Friday, 26 May 2023

A history of Didsbury in just 20 objects number 2 ........... the polling book …. 1836

Now most people will know that there was a time when few people could vote in elections, but I am always taken aback by just how few that was.

Didsbury in 1853
Here in Didsbury, the total population who were over the age of 21 in 1841, was 1,789, but those entitled to cast their vote in Parliamentary elections amounted to just 52, and of course all the 52 were men.

Added to which 30% of those electors, didn’t even live in Didsbury.

Now this I know because of the Poll Books, which are a list of voters entitled to vote by virtue of a property qualification.

They are a wonderful resource, providing the name of each elector, where they lived, the nature of their qualification and the location of that property.

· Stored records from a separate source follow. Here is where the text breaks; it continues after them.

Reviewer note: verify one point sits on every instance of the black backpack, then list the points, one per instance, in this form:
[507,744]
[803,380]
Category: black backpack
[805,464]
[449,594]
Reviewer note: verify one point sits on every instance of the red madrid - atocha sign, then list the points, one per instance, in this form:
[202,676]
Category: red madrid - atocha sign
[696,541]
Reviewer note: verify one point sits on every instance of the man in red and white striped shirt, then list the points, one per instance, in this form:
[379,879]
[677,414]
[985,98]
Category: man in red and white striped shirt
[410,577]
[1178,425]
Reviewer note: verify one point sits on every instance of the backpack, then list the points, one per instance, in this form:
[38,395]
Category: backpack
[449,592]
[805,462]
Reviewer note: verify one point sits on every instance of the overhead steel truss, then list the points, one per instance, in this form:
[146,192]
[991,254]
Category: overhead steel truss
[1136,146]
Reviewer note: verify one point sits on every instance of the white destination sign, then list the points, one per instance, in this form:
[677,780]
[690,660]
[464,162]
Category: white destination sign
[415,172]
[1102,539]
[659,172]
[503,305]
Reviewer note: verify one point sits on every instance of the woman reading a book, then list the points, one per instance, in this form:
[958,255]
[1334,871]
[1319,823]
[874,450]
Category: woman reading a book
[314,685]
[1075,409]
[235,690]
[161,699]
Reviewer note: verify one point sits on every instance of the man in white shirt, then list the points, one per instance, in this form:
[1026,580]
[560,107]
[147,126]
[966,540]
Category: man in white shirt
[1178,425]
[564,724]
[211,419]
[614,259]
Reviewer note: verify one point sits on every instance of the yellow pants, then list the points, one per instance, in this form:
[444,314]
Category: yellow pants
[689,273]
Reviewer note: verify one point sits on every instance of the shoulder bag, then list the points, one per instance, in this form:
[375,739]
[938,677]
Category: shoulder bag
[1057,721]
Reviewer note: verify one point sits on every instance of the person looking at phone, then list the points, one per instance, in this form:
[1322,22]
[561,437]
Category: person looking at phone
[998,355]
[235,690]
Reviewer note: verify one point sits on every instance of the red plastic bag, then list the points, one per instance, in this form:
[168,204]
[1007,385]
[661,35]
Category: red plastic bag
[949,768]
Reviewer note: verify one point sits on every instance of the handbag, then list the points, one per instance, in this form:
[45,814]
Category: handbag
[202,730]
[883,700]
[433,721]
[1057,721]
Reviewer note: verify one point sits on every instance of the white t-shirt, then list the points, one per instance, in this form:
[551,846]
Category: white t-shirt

And for good measure, the entry also provides the name of who lived in each property, many of whom were tenants, which extends our knowledge of who was resident in Didsbury in the year the register was compiled.

% of electors living in Didsbury in 1836
And that is very important, because apart from the census returns, there are few documents which offer up the names of people who were not either wealthy or in trade.

The first census to record individual names, was the 1841 census and while there are parish records for births deaths and marriages, these can be fragmentary, and early directories, tend only to list the “people of plenty”.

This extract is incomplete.